Low phase noise THz generation from a fiber-referenced Kerr microresonator soliton comb

TL;DR

This paper demonstrates a low phase noise THz wave at approximately 560 GHz generated using a fiber-referenced Kerr microresonator soliton comb, with improved phase noise performance over existing photonic THz oscillators.

Contribution

It introduces a novel method of stabilizing a Kerr microresonator soliton comb with a fiber reference to produce low phase noise THz signals and a technique to measure phase noise beyond traditional limits.

Findings

Achieved a THz wave with low phase noise at 560 GHz.

Demonstrated phase noise surpassing other photonic THz oscillators (> 300 GHz).

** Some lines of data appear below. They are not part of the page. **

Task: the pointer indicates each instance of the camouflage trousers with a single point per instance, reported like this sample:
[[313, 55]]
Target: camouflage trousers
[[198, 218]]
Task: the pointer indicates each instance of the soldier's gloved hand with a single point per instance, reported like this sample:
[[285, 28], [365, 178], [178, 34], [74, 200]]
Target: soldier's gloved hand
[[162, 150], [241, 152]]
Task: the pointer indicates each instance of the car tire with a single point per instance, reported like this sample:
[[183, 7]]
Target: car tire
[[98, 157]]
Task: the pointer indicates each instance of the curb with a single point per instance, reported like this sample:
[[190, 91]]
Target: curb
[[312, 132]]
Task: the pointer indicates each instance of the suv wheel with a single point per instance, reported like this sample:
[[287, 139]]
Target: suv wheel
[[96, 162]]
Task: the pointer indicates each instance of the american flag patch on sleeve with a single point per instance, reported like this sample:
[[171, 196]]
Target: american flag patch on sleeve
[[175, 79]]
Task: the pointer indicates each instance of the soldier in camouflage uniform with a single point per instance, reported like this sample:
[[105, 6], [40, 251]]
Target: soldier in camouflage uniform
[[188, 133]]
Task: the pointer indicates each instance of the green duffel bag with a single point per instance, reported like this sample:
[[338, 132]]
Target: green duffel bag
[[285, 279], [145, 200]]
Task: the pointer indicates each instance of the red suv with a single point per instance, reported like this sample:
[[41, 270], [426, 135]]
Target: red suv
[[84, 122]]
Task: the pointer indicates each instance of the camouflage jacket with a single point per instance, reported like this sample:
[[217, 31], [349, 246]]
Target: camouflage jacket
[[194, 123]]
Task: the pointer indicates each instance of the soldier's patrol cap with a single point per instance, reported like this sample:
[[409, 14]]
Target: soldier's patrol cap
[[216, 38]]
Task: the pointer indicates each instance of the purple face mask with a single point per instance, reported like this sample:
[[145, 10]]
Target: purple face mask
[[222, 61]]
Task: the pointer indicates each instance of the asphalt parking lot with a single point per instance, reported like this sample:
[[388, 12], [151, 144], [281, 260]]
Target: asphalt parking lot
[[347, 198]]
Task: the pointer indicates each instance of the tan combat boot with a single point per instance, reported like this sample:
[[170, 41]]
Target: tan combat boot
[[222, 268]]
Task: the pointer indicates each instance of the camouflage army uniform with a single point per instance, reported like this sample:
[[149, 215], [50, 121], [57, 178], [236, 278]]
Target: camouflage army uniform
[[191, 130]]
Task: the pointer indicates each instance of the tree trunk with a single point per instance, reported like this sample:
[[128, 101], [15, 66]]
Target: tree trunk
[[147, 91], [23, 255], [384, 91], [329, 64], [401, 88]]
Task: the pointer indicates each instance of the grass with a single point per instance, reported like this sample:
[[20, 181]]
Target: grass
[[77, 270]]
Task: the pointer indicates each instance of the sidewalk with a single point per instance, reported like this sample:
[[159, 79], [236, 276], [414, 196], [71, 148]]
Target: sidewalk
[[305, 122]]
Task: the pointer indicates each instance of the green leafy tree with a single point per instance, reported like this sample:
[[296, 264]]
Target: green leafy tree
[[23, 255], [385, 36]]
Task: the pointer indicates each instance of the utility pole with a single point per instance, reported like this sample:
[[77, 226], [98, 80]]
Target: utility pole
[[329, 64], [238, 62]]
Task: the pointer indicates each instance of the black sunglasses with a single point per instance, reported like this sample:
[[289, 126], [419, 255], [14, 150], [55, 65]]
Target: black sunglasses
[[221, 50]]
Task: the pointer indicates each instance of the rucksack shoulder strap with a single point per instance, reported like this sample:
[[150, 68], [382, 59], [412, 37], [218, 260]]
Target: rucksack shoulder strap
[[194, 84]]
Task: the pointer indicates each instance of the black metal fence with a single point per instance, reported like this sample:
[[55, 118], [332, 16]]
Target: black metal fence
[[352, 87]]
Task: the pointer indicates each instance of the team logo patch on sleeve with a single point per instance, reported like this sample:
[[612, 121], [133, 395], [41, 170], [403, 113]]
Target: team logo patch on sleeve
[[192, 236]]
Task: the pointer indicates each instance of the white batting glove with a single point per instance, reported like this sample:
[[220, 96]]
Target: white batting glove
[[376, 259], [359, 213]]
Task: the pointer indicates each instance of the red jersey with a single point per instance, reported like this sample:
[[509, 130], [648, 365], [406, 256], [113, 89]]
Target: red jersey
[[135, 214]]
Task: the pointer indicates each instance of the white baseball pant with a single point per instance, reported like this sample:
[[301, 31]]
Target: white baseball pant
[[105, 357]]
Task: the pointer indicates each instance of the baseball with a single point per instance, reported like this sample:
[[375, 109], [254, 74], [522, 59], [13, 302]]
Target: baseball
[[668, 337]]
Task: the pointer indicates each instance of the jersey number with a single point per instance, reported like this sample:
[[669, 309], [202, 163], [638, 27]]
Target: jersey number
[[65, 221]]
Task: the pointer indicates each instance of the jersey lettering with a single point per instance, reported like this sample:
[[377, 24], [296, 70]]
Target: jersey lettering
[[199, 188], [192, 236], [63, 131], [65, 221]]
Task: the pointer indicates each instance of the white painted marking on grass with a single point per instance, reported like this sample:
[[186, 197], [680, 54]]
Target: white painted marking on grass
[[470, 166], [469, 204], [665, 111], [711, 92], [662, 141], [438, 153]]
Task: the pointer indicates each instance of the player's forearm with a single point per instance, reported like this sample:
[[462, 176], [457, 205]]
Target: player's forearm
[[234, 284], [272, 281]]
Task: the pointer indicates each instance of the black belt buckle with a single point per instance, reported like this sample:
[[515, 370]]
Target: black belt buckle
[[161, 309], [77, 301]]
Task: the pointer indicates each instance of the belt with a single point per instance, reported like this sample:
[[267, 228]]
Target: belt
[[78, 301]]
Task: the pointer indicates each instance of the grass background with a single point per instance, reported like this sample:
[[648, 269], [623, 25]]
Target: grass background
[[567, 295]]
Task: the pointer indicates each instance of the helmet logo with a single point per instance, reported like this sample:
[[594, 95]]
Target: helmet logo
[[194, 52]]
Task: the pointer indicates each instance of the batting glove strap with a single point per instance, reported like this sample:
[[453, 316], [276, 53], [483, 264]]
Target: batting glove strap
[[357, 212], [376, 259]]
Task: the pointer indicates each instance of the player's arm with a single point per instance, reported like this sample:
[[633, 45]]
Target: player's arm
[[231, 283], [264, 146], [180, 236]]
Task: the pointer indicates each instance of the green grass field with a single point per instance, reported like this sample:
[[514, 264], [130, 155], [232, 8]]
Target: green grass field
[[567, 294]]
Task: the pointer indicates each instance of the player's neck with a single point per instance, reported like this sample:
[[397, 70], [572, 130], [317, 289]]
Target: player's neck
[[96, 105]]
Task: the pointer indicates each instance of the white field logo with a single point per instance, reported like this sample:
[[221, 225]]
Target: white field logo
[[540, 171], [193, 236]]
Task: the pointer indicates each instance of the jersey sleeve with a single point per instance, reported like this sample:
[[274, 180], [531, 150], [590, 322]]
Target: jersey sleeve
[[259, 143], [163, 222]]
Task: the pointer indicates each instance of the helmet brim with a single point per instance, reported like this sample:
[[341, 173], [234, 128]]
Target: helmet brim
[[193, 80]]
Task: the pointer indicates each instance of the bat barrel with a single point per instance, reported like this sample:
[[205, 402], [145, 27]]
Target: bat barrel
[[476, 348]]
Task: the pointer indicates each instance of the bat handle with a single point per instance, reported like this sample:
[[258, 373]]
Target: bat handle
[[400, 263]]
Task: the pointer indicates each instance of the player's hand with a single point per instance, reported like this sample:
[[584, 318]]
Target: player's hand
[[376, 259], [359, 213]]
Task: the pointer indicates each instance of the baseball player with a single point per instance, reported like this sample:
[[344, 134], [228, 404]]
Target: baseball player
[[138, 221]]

Developed a measurement technique for phase noise characterization beyond conventional limits.

Abstract

THz oscillators generated via frequency-multiplication of microwaves are facing difficulty in achieving low phase noise. Photonics-based techniques, in which optical two tones are translated to a THz wave through opto-electronic conversion, are promising if the relative phase noise between the two tones is well suppressed. Here, a THz ($\approx$ 560 GHz) wave with a low phase noise is provided by a frequency-stabilized, dissipative Kerr microresonator soliton comb. The repetition frequency of the comb is stabilized to a long fiber in a two-wavelength delayed self-heterodyne interferometer, significantly reducing the phase noise of the THz wave. A measurement technique to characterize the phase noise of the THz wave beyond the limit of a frequency-multiplied microwave is also demonstrated, showing the superior phase noise of the THz wave to any other photonic THz oscillators (> 300 GHz).